The whitepaper identifies several problems in applying ICER’s reports to inform coverage decisions by private payers

Amey Sutkowski
Lauren NevesSeptember 19, 2018

New whitepaper identifies reasons why ICER’s cost-effectiveness analyses are not useful for payers.

PhRMA_Value_Collaborative_Reversed

A new whitepaper authored by Bruce Pyenson, F.S.A., M.A.A.A. and colleagues from Milliman explains why Institute for Clinical and Economic Review (ICER) cost-effective analyses (CEAs) will not be very useful for private payers’ medicine coverage decisions.

The whitepaper identifies several problems in applying ICER’s reports to inform coverage decisions by private payers, including:

  1. Private payers serve distinct subpopulations of the U.S. population. Every payer’s patient population has different health needs, but ICER’s assessments don’t account for these differences, such as age and comorbidities. 

  2. ICER models are proprietary and do not accommodate customization by payers to reflect their own circumstances and needs. ICER assessments are not publicly available, which makes it difficult for payers to adapt the analyses to their own circumstances.

  3. The quality-adjusted life year (QALY) may be a helpful academic tool, but it has limited practical use in real-world decision making. QALYs are a highly theoretical metric and do not fit well with private payer decision-making, which is rooted in concrete measurements of financial impact and clinical effectiveness.

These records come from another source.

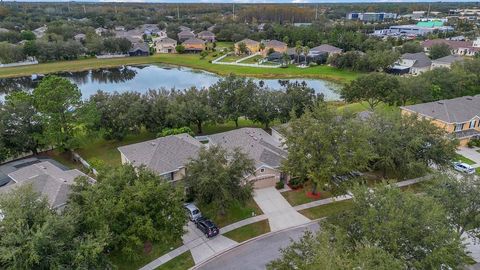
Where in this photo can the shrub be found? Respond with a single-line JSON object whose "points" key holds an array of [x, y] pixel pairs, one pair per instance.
{"points": [[279, 185]]}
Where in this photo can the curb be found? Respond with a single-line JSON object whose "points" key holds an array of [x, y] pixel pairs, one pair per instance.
{"points": [[253, 239]]}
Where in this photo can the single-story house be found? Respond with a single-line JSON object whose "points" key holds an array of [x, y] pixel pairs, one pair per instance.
{"points": [[184, 28], [165, 45], [139, 49], [207, 36], [416, 63], [266, 152], [185, 35], [252, 46], [194, 45], [458, 47], [276, 45], [325, 48], [46, 179], [166, 156], [80, 37], [459, 116], [446, 61]]}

  4. QALYs assign diminished value to the elderly and disabled and do not put a premium value on preservation of life. While QALYs place lower value on the lives of the elderly and disabled, private payers are responsible for all of their insured patients. As a result, QALYs are ill-suited for plans seeking to meet the needs of diverse populations.

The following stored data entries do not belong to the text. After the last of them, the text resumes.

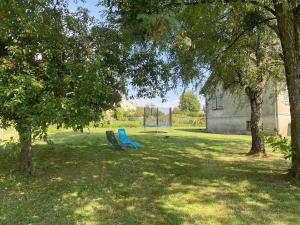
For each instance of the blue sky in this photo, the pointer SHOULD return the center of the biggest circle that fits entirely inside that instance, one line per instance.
(172, 96)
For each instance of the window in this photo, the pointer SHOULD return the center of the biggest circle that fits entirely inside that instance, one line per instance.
(248, 125)
(286, 97)
(217, 103)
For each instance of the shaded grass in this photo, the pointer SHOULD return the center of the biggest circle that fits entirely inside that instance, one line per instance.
(189, 178)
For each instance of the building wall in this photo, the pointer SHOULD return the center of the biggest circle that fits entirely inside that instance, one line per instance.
(236, 112)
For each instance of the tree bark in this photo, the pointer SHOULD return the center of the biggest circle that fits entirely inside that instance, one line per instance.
(26, 149)
(256, 101)
(289, 32)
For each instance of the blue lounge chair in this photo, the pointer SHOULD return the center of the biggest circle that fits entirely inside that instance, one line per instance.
(125, 140)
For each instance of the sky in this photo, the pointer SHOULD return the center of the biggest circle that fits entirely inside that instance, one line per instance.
(172, 96)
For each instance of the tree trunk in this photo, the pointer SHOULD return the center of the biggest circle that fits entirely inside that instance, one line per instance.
(256, 101)
(26, 149)
(289, 32)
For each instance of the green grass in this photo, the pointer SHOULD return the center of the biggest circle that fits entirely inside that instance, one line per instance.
(189, 178)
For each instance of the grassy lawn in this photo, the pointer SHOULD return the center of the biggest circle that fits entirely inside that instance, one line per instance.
(189, 178)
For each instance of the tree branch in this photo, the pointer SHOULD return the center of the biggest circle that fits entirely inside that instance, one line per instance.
(263, 6)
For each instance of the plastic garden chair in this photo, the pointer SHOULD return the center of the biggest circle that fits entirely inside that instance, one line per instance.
(112, 140)
(125, 140)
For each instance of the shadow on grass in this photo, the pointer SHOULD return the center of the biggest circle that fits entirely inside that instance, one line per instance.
(181, 180)
(194, 130)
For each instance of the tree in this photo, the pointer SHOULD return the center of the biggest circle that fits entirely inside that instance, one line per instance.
(189, 102)
(50, 72)
(161, 22)
(251, 65)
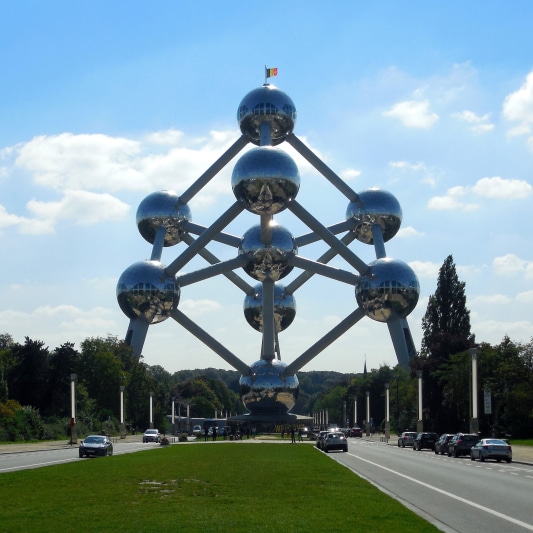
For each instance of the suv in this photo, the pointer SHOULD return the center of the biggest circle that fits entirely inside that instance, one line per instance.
(461, 444)
(425, 440)
(407, 438)
(441, 446)
(152, 435)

  5. Private payers can best use assessments that support nuanced decisions. While ICER’s assessments judge whether a medicine is of high or low value based on whether it crosses a cost effectiveness threshold, payers operate in a more complex environment. Payers use tools such as formularies, cost sharing and step therapy to manage their plan and spending.

  6. ICER may overstate the certainty of their assessments. ICER assessments rely on short-term clinical trials for long-term projections, applying randomized control trial findings for one product to other products, testing assumptions individually and using inconsistent data to produce comparisons. These issues all add to uncertainty in applying ICER assessments and reduce their reliability for private payers.

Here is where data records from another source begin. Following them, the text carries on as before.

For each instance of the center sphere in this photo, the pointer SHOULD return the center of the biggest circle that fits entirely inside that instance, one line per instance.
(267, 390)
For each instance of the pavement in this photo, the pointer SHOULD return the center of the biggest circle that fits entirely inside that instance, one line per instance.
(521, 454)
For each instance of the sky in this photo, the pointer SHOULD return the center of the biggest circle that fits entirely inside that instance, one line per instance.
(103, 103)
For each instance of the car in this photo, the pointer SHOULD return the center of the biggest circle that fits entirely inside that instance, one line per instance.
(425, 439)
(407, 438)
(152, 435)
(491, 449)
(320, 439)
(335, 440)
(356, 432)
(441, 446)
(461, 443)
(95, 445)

  7. ICER does not prioritize the use of information that is relevant to private payers. Payers need to make decisions based on their patient populations, but ICER gives preference to data from randomized controlled trials rather than real-world evidence.

Not only do ICER’s assessments fail to align with the needs of private payer decision making, but research released earlier this year found that if these assessments were used to determine medicine coverage, it could significantly limit patients’ access to life-changing innovative therapies.